One major milestone for WDP-that Bangser "never dreamed would happen"-was that two major U.N. institutions, the United Nations Population Fund (UNFPA) and the World Health Organization (WHO), have adopted major initiatives on fistula. According to Bangser, the British government and a number of other donor countries, particularly in Europe, have also endorsed fistula initiatives and helped to break the silence on the issue. The U.S. government has also recently joined the group of major donors to address fistula.
"I'm not saying that Women's Dignity was solely responsible for launching this campaign," said Bangser, "but we've been a partner of theirs (UNFPA) and certainly we're one of the instigators of UNFPA getting behind this issue as well as international health organizations like EngenderHealth based in New York, and getting some of the major donors to commit themselves to fistula like USAID, which has come on to fistula in a very strong way, as well as some members of Congress who have backed funding allocations for it."
In addition to propelling fistula onto the international health agenda, WDP has succeeded in framing the problem of fistula as a human rights issue. Rather than approaching fistula as any other medical condition, WDP recognizes fistula for its complex socioeconomic elements.

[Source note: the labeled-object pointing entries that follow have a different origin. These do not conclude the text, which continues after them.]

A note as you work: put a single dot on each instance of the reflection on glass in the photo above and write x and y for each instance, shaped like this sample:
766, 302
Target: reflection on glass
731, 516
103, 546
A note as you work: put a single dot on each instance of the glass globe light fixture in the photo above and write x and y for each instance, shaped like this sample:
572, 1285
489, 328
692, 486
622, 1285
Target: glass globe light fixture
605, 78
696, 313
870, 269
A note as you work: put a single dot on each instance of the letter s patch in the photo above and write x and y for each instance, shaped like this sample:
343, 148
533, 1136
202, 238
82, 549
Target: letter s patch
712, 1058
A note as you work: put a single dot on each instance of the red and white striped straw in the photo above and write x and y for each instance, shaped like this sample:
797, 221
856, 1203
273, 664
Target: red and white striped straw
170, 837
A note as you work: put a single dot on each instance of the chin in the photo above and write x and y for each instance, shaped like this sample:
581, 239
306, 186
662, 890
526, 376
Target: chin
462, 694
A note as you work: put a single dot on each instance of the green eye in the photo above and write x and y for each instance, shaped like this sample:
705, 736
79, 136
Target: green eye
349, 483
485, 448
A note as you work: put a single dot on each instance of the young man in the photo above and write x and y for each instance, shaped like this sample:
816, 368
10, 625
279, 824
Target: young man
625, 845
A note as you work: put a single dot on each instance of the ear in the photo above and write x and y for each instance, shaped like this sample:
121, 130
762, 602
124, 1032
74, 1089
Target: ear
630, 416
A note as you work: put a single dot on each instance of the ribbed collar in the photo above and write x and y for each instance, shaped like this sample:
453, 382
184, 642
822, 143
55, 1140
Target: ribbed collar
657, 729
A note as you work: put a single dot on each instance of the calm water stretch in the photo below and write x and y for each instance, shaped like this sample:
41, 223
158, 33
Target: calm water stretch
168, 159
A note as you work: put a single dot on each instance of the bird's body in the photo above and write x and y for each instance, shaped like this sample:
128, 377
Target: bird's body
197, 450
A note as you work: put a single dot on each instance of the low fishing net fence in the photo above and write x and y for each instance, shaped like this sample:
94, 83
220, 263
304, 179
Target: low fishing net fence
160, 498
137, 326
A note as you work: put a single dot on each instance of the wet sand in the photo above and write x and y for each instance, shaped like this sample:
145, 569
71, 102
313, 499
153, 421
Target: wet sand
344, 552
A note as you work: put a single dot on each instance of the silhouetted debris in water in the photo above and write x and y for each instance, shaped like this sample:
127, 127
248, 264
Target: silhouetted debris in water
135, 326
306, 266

"This is a problem that happens to poor and marginalized girls and women living in developing countries who don't have access to basic or emergency health care. They are systematically excluded from getting quality health services by virtue of their social and economic marginalization," explained Bangser. "To have it out there as a human rights and a health equity issue-so that fistula is not just seen as a medical condition, but a lens onto the broader issues of women's health and health equity-I think has been the greatest success and the greatest challenge for Women's Dignity Project."
Advice for Activists
Bangser anticipates remaining in Tanzania at least for a while. "My husband is an educationalist and activist as well. He has been very active in civil society and on issues of governance and accountability, so he's involved in some very exciting work here. And I'm still doing what I do, so I think we'll be here for another couple of years."
For Amherst students interested in pursuing a similar path, Bangser advised, "Go for it. Don't obsess on getting the right degrees and the right credentials. Find something that inspires you and challenges you. Figure out a way to just get in there and do it for a while. And figure out if that's what you really want to do. I think it's perfectly legitimate to try it and say, 'You know what, this doesn't work for me.'"
Bangser also cautioned, "If you're from the United States and your family and your friends are there, it's not easy to pick up and move halfway around the world and make a life someplace else. It's extraordinary to be able to do that, but it also has its downsides ... if people are interested in getting involved in international development, try to figure out a way to just, even for a couple of weeks, a couple of months, a semester or a summer-to get overseas, do something, test it out and see whether it's a lifestyle and a career that really seems to fit."